What makes such a low-cost operation possible – each bag of food for a hungry child costs less than eight dollars – are the more-than-50 volunteers who weekly work in the program’s small warehouse not far from CenturyLink Field to fill the white plastic bags with food and get them to the children.
Wednesday, between eight and 10 volunteers show up to begin setting up the bags, which includes doing inventory and fluffing open the bags that then go in bunches of eight into blue plastic crates on the room’s 17 tables. Many of these volunteers are regulars. Thursday, when the preparation includes bagging small amounts of rice and beans and assembling the meal bags, is a popular day for work groups such as Microsoft and other tech companies, church groups, and even book clubs.
“Just to get the count from the storage to the tables, that’s too much to do in one day,” notes Nichelle.
“Here, the bags you touch now will be in a child’s hands tomorrow.” ~Nichelle Hilton
Friday, when the food bags are delivered to some 20 schools, is the busiest day requiring the most volunteers, about 25 people, including 16–18 drivers. The biggest delivery is 19 heavy crates, which both the vehicle and the driver must be able to carry – not to mention the little 5-year-old kindergartener girl who has to lug it home.

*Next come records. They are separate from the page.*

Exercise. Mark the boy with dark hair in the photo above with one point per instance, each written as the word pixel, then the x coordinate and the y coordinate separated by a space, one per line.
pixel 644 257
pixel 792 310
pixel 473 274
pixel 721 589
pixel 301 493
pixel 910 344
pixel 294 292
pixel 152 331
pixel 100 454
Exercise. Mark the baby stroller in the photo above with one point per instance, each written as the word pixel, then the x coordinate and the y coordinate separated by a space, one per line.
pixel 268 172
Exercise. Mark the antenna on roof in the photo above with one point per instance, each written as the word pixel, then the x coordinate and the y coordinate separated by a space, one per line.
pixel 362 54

At the end of the day, “We sweep and push all the tables into the middle, and then all those volunteers take off,” says Nichelle. “I wait for all the drivers to come back and push all those crates into the middle, and that’s that.”

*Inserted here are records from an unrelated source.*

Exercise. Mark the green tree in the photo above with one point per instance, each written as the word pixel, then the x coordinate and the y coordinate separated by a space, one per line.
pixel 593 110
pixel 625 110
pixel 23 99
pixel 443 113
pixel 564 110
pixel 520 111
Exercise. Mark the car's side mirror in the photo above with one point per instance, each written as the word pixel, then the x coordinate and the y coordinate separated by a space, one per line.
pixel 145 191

She impishly adds, “There’s a funny little competition between Friday and Wednesday: If anything goes wrong on Friday, it is Wednesday’s fault, and when Wednesday gets here and there is a mess, it’s Friday’s fault!”
Backpack Brigade is looking at providing its services to the Seattle schools that offer six weeks of summer classes to fill the gap for children who can’t make it to a Summer Meals site around the city. As Nichelle explains, “We partner with a lot of schools, a lot of the parks, and then the school districts have referrals of all the different parks and food banks. And some are even at shelter sites that host summer meal programs – which is free lunch, every day, for anyone under 18, no questions asked.” It is all about filling those gaps.
Not surprisingly, “We always need money, food, and volunteers,” Nichelle says. “With everything we do, there’s not much overhead. I just need one champion; I just need one Seahawks player to come and champion our cause.”
In the meantime, the Backpack Brigade warehouse is an excellent place to meet other concerned Seattleites and gain the satisfaction of knowing you’ve done something tangible to put food in a hungry child’s mouth.
As Nichelle puts it, “Here, the bags you touch now will be in a child’s hands tomorrow.”